当院では、科学的根拠に基づいた治療を目指しています。
インターネットで検索してみてください。
「当院では3-MIX法の治療を行っております!」
という謳い文句が沢山でてまいります。
3-MIX法とは、出来るだけ削らずに殺菌してから修復する方法、
また可及的に神経を残すことが出来る最新の治療法という謳い文句です。
では、大学病院の虫歯を詰める等の診療を行っている診療科(歯科保存科)
はその3-MIX法という治療法を実施しているのでしょうか?
答えは、「ノー」です。
当院でも、3-MIX法という治療法は行っておりません。
ICP法という方法は行っております。
日本保存歯科学会の公式見解も同様に言っております。
一応、リンク貼っておきます。「リンク」
歯科開業医。
科学的根拠に基づいた医療(EBMいいます)
この科学的根拠に基づいた医療を行うための勉強を、大学時代、卒業後の歯科医師として修行する期間に習熟した歯科医師は極めてまれです。
そもそも、私が大学時代にも、「科学的根拠に基づいた医療(EBM)」に関する授業や教育がなされていませんでした。
ですので、私もこれから、まだまだ勉強に励まなければなりませんが。

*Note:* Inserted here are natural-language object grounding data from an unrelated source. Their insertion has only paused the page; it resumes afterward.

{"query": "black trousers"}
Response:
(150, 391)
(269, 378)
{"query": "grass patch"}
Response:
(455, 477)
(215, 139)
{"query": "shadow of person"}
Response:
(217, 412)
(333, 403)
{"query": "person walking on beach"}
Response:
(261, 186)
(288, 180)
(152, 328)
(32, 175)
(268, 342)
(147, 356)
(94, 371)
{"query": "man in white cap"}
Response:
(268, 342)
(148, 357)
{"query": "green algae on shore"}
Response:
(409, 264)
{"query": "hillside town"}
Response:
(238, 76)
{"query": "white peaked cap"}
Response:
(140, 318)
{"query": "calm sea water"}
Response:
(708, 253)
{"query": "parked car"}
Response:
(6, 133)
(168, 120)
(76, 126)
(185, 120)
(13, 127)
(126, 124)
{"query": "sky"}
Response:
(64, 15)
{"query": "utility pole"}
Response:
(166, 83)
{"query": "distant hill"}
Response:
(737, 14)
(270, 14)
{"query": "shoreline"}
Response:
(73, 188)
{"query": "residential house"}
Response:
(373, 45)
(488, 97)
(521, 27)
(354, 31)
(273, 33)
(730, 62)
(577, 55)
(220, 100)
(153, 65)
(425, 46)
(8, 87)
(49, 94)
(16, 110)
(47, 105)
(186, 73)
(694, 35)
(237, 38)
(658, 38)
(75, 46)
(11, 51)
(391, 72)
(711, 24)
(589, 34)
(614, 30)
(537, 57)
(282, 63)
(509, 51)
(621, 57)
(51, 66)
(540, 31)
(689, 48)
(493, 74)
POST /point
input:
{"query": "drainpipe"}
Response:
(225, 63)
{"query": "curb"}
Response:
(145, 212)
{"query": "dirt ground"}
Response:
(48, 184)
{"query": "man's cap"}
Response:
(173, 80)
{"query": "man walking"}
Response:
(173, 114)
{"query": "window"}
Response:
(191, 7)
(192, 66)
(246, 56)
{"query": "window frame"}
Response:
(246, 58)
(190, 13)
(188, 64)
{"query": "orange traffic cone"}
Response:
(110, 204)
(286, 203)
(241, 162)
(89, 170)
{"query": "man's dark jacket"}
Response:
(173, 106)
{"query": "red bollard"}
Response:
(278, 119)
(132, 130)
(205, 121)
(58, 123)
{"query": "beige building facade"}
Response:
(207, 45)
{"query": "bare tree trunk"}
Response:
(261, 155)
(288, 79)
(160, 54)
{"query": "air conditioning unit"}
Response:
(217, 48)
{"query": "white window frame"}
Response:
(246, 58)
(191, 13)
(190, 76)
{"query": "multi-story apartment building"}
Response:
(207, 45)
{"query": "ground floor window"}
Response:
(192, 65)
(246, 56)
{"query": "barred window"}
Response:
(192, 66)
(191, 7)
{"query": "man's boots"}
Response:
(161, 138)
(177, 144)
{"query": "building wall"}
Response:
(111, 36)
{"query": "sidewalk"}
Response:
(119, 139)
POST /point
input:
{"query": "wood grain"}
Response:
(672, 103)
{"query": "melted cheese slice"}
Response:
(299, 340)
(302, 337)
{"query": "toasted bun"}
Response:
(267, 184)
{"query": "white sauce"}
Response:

。
では、どうしてこのような治療法が広まったのか?
私は大学を卒業して、大学病院で暫く修行した後、大学の客員教授の審美歯科に勤務しました。
先輩歯科医師が、冷蔵庫の中に3-MIXの薬剤を冷やしていました。
「この治療法、いいよ。」と。。。
3-MIX法はメディアでも取り上げられることもあり、最新の治療法として広く紹介されました。
同業者間でも、噂は広まり、「効果大」の治療法として、
科学的な検証があるなしに関わらず、治療法を実践する歯科医師が多くいました。
歯科医院のHPに掲載しても、「あまり削らずに済む」といった謳い文句は、
あまりにもインパクトが大きかったのです。
私は、若い頃は指導していただいた先輩歯科医師の3-MIX法のススメに対しても、「どこ吹く風か。。」
いわゆる言うことを聞かない、全く可愛くない後輩(笑)
先輩、すみませんね。。
科学的検証が十分でない治療。
そのような治療法を患者さんに、実施すべきなのか。
仮にその治療法が上手くいったとしても、その薬剤によるものではない可能性が大きかったからです。
あなたの神経を残すから。。という謳い文句に、不確実なものを患者さんに説明はしたくありません。
先輩や師匠かた言われたことが真実?
その一方で、先人たちが残した、膨大な学問と財産。。
これを、いかに検証して、医療に生かすか、これからの歯科医師にとって重要なことだと考えます。
湿式の絆創膏。
近年、よく見かけるようになりました。
以前は見かけませんでしたよね。
従来は、怪我して病院にいきます。ひどい擦り傷があったとします。
病院に行くと、傷口をしっかり洗ってから消毒をします。
消毒した後、ガーゼを置いて、テープであるいは包帯で固定します。
私も経験があります。
暫くして。。
再度病院を受診します。
ガーゼを剥がすんです。
カサブタがめくれるので、最強に痛い思いをしました。
では、なぜお医者さんがそんなことをしてきたか。。
教科書にかいてあり、研修医の時、学生のときにそうするように学んだからです。
上司にそうするように、教わったからです。
盲目的に先人の行為を信じて、その行為をすることが当然だったからです。
結局、治癒寸前の組織は、ガーゼと一緒にカサブタが剥がされ、
さらに傷口を広げてしまい瘢痕(あとが残る)もより形成しやすい状態が起きていたそうです。
医療人として、治療方法を選択すること。
専門家として、正しい知識を見極る能力を身につけなければなりませんね。
追記:
一部患者さんからの問い合わせがありました。
虫歯治療に対しての、
「ドックスベストセメントによる治療方法」も、一時期流行しました。
上記と同理由で、当院では取り扱いしていません。
ドックスベストセメントが、日本に入ってくる前の今から6年前。
アメリカから、個人輸入で取り寄せて、友人歯科医師に紹介してましたけど(笑)
一応、あるにはあるんですが。。もうしません!
ドックスベストセメントの治療を行っている歯医者さんが、名医と題したTV番組で紹介されていました。
何が名医なのか。
ほんと笑っちゃいました。
歯科医師免許を持ってりゃ誰にでも出来ます。